For comprehensive guides on platform engineering, team organization, and practical implementation, see [Fournier, 2023][Skelton, 2019][Salatino, 2023] in Appendix A.
Summary
In this chapter we’ve traced the historical evolution from classic sysadmins, through SRE and DevOps, to reach Platform Engineering. Each stage has emerged as a response to the limitations and challenges of the previous one, adapting to new technological and organizational realities. Virtualization and the explosion of the public cloud have been catalysts in this evolution. They’ve introduced new ways to provision and manage infrastructure, but have also brought new challenges.

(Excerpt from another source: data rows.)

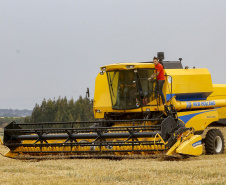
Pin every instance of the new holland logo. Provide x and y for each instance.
(198, 104)
(197, 143)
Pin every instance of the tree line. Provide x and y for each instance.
(62, 110)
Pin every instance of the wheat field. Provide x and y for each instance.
(205, 169)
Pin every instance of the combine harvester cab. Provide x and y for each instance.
(130, 117)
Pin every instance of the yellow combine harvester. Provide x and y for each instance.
(130, 118)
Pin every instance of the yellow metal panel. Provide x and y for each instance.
(219, 92)
(190, 81)
(193, 146)
(200, 119)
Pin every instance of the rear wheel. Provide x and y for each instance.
(214, 142)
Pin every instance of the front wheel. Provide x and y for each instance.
(214, 142)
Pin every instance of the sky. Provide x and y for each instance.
(52, 48)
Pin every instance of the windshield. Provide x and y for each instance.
(130, 88)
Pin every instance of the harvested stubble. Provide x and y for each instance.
(199, 170)
(206, 169)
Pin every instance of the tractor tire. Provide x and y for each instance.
(214, 142)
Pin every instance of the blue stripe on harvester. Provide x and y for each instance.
(186, 118)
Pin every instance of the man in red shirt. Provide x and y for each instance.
(160, 79)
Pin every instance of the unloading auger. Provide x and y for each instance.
(130, 119)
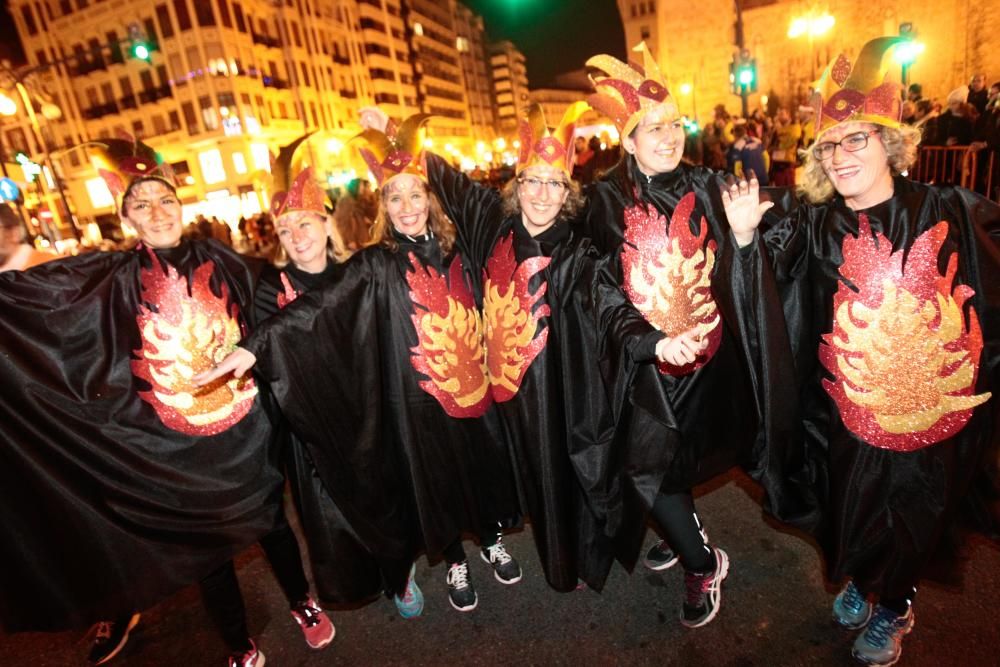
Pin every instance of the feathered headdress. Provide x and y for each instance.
(539, 146)
(846, 93)
(302, 194)
(126, 159)
(627, 91)
(394, 151)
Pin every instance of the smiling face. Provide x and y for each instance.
(304, 236)
(407, 204)
(657, 141)
(863, 178)
(541, 192)
(154, 210)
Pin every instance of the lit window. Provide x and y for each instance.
(212, 170)
(239, 163)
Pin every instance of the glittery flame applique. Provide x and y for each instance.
(903, 361)
(668, 276)
(288, 293)
(511, 324)
(185, 335)
(450, 349)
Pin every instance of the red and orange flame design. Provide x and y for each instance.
(668, 276)
(450, 348)
(511, 322)
(187, 333)
(903, 360)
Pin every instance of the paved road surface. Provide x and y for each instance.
(775, 612)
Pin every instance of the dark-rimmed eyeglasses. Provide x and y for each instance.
(852, 143)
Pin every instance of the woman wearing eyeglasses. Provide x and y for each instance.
(540, 349)
(888, 288)
(662, 225)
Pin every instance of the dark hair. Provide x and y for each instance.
(139, 180)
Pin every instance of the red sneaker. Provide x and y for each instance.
(252, 658)
(315, 624)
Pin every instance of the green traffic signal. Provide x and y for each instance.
(140, 51)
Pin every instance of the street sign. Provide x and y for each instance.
(9, 190)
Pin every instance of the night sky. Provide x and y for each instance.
(556, 36)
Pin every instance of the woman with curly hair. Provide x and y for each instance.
(395, 385)
(885, 288)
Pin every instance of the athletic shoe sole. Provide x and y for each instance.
(723, 564)
(464, 609)
(496, 575)
(906, 631)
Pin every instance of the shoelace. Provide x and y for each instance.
(308, 613)
(458, 575)
(883, 626)
(499, 553)
(696, 586)
(852, 598)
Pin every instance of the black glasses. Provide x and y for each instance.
(534, 185)
(852, 143)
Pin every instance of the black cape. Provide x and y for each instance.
(105, 509)
(406, 474)
(556, 414)
(732, 410)
(882, 510)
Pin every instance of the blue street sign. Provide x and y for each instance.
(9, 190)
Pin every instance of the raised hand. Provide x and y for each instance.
(682, 349)
(238, 363)
(744, 209)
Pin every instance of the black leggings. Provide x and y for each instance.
(455, 552)
(220, 591)
(678, 521)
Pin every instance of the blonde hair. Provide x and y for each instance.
(900, 148)
(437, 223)
(336, 251)
(574, 200)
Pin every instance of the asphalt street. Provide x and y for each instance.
(775, 611)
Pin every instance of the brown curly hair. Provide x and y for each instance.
(437, 223)
(900, 148)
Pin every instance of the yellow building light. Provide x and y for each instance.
(97, 190)
(212, 170)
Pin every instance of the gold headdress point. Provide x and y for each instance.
(846, 93)
(395, 151)
(553, 149)
(625, 92)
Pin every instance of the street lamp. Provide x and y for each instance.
(813, 25)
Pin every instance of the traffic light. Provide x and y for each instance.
(743, 73)
(140, 48)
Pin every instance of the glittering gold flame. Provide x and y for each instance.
(897, 359)
(677, 295)
(453, 349)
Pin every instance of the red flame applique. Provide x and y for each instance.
(511, 322)
(189, 333)
(903, 360)
(668, 276)
(449, 349)
(288, 294)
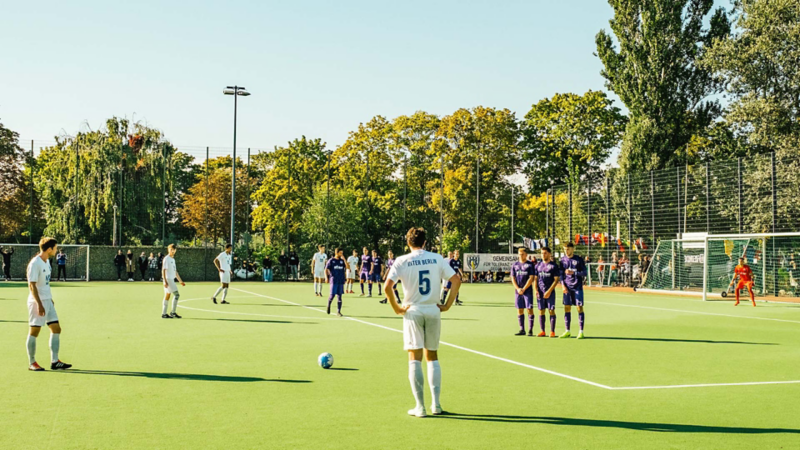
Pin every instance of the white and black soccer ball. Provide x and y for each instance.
(325, 360)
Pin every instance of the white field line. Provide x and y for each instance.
(580, 380)
(696, 312)
(498, 358)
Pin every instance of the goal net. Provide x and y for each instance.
(704, 266)
(76, 267)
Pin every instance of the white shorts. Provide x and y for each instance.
(172, 288)
(50, 316)
(422, 328)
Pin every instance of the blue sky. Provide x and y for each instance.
(315, 68)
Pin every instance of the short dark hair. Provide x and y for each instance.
(46, 243)
(416, 237)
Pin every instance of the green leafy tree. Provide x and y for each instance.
(569, 130)
(653, 69)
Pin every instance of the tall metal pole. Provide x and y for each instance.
(233, 166)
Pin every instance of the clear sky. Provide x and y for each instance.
(315, 68)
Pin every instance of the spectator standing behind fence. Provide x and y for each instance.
(283, 260)
(7, 252)
(143, 265)
(266, 268)
(119, 262)
(294, 263)
(152, 267)
(130, 265)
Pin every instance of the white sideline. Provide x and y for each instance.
(528, 366)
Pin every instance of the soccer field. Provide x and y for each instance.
(654, 372)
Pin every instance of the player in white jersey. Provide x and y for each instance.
(41, 308)
(169, 273)
(352, 270)
(223, 264)
(421, 273)
(318, 262)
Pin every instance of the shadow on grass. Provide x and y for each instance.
(251, 320)
(181, 376)
(695, 341)
(638, 426)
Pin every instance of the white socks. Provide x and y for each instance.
(55, 346)
(415, 377)
(435, 381)
(31, 345)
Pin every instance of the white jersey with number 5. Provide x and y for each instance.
(421, 273)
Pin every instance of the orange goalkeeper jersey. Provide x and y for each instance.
(744, 273)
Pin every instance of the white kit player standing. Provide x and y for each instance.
(169, 273)
(318, 262)
(223, 264)
(421, 273)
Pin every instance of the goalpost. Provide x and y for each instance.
(77, 267)
(703, 265)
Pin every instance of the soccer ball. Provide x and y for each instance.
(325, 360)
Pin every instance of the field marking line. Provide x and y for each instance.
(487, 355)
(697, 312)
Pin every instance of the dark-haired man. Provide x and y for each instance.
(41, 308)
(421, 273)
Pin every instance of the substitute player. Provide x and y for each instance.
(223, 264)
(421, 273)
(336, 270)
(744, 274)
(169, 273)
(352, 270)
(547, 276)
(522, 277)
(573, 269)
(318, 269)
(41, 308)
(366, 270)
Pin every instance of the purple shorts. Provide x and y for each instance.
(546, 303)
(524, 301)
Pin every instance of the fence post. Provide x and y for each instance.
(739, 176)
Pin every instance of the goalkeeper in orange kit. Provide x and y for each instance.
(744, 274)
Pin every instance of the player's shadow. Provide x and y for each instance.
(182, 376)
(252, 320)
(693, 341)
(597, 423)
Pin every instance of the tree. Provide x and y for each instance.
(13, 189)
(569, 131)
(654, 71)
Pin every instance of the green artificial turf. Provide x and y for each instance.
(245, 375)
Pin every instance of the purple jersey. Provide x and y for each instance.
(337, 269)
(576, 263)
(547, 273)
(366, 263)
(521, 272)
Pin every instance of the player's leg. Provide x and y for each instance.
(413, 334)
(433, 327)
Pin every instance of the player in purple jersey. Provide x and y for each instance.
(336, 271)
(376, 274)
(573, 268)
(547, 276)
(522, 276)
(366, 269)
(389, 263)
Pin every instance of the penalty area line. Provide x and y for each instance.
(469, 350)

This historical positioning helps us understand the fit of Platform Engineering in the current landscape. The future remains uncertain, particularly with the rapid evolution of generative artificial intelligence promising to reshape how we build and operate systems. Emerging concepts like vibe coding –where AI interprets high-level intent to generate infrastructure and code—are still speculative and unproven at scale. Whether these become mainstream or give way to other abstractions remains to be seen. What’s clear is that system complexity won’t decrease, but rather the opposite. We’re headed for increased complexity with more layers of abstraction.